In essence, leaders need to ask themselves where does the company need to be in the future? The answer to this question will serve as the basis for the goals for the innovation investment. In the absence of clarity around where the company is heading, the investment in innovation is going to be just an exercise in investing in the latest tech.
2) The company’s financial context (past and present)
The company’s financial context can be viewed as the main input to the innovation investment goals. The financial context needs to consider the current state the company is in but also its historical financial performance. For innovation investment goals setting there needs to be clarity around how fast is the ‘core business’ fading, how much is being spent on just ‘keeping the boat afloat’ and what’s the current profitability of the core.
These inputs will show what innovation needs to contribute to the top line growth, for the company to have, at the very least, the same level of financial performance in the coming years as it has today.
3) The company’s innovation system’s past performance.
One can’t talk about realistic goals in the absence of a clear benchmark. Understanding the company’s innovation system’s past performance, will help leaders understand what’s realistic to expect in terms of returns, given a certain financial commitment towards innovation they’d like to make.
Or the other way around, will help leaders understand if commitments they were planning on making towards innovation are enough for what they were hoping to get out, given the past performance of the innovation system.
Understanding the past performance of a company’s innovation system means getting clarity around some Innovation Accounting indicators.
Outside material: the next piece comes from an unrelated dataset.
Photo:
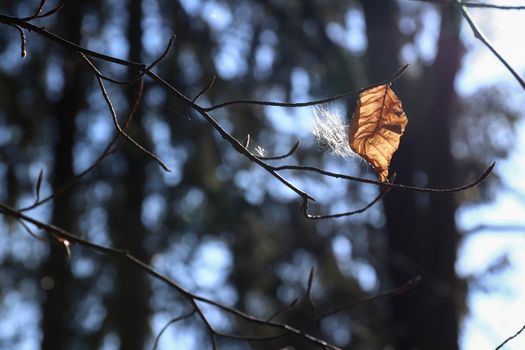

Such as:
- the time it takes the company to bring an idea to market, named in the Innovation Accounting book Time to Sustain;
- the number of ideas that were generated for one idea to be successful in the market also known as Average Funnel Conversion Rate;
- how much has the company been spending on average to have a successful new idea in the market – the Cost of Innovation;
- and lastly how much was spent in the past on innovation for every dollar of new revenue generated today by those new ideas – called in the Innovation Accounting book Efficiency of Innovation Investment.
Clarity around these Innovation Accounting indicators will help the company understand, on the one hand, if there are any investments required for improving the innovation system, and on the other hand help the company manage expectations in case they commit a certain amount to innovation.
Starting from these three inputs, leaders can be more pragmatic (and deliberate) about how much they want to and need to invest in innovation-led growth. When companies aim to sustainably grow through innovation, the exercise of setting clear goals for the innovation investment is not just ‘a corner to be cut’ but an integral part of the effort.